The Nordic Divide on Fighting COVID-19: Why are Denmark and Sweden Taking Drastically Different Approaches?
Differences provide window of insight into populations and nuances across Scandinavia
To outsiders, Denmark and Sweden are often seen as one in the same due in large part to their cultural similarities and geographic proximity. After all, in approximately ten minutes you can drive from Denmark to Sweden by crossing the famous Øresund Bridge. That said, the stark contrast in how these countries are working to contain the spread of COVID-19 has baffled experts around the world.

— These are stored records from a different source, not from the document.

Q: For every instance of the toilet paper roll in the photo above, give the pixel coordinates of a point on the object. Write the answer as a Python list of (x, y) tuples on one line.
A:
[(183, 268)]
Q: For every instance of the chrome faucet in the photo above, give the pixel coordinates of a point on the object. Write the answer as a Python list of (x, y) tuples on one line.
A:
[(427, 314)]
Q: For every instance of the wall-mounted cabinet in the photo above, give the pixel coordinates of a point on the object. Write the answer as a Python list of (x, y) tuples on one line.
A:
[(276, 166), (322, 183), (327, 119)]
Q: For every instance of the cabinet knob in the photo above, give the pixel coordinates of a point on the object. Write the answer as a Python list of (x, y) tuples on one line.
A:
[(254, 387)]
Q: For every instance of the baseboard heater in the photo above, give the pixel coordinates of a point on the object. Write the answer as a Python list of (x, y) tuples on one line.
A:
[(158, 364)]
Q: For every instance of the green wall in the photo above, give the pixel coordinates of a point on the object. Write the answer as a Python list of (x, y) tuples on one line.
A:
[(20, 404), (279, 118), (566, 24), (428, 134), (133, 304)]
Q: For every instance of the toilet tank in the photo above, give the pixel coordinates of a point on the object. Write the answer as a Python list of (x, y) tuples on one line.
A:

Unlike Denmark, which has placed lockdown restrictions similar to the rest of the world, Sweden has not closed its borders, public schools, or non-essential businesses. As noted in a recent New York Times report, “Sweden’s approach has raised questions about whether it’s gambling with a disease.” Why then are two seemingly similar countries taking vastly different approaches towards battling this pandemic, and which strategies appear to be the most effective thus far? Further, what can we as healthcare-focused communications, marketing and public affairs practitioners learn going forward?
Neighbors, but Opposite COVID-19 Approaches
Like Denmark and most countries across the globe, Sweden’s health officials have stressed safe hygiene practices, social distancing, and protecting older and vulnerable citizens. However, in Sweden, restaurants, playgrounds, gyms, malls, and most schools remain open (except for high schools, colleges and universities). Why is this the case?
One explanation comes from one of Sweden’s epidemiologists, who commented that “Sweden’s approach appeals to the public’s self-restraint and sense of responsibility. Our whole system for communicable disease control is based on voluntary action.”
In contrast, in Denmark all borders are closed, (except e.g. for workers commuting between the two countries) all non-essential public employees have been sent home with full pay, gatherings of more than 10 people are prohibited, and all schools were closed for five weeks. Most recently, Denmark has re-opened school and day care services for young children.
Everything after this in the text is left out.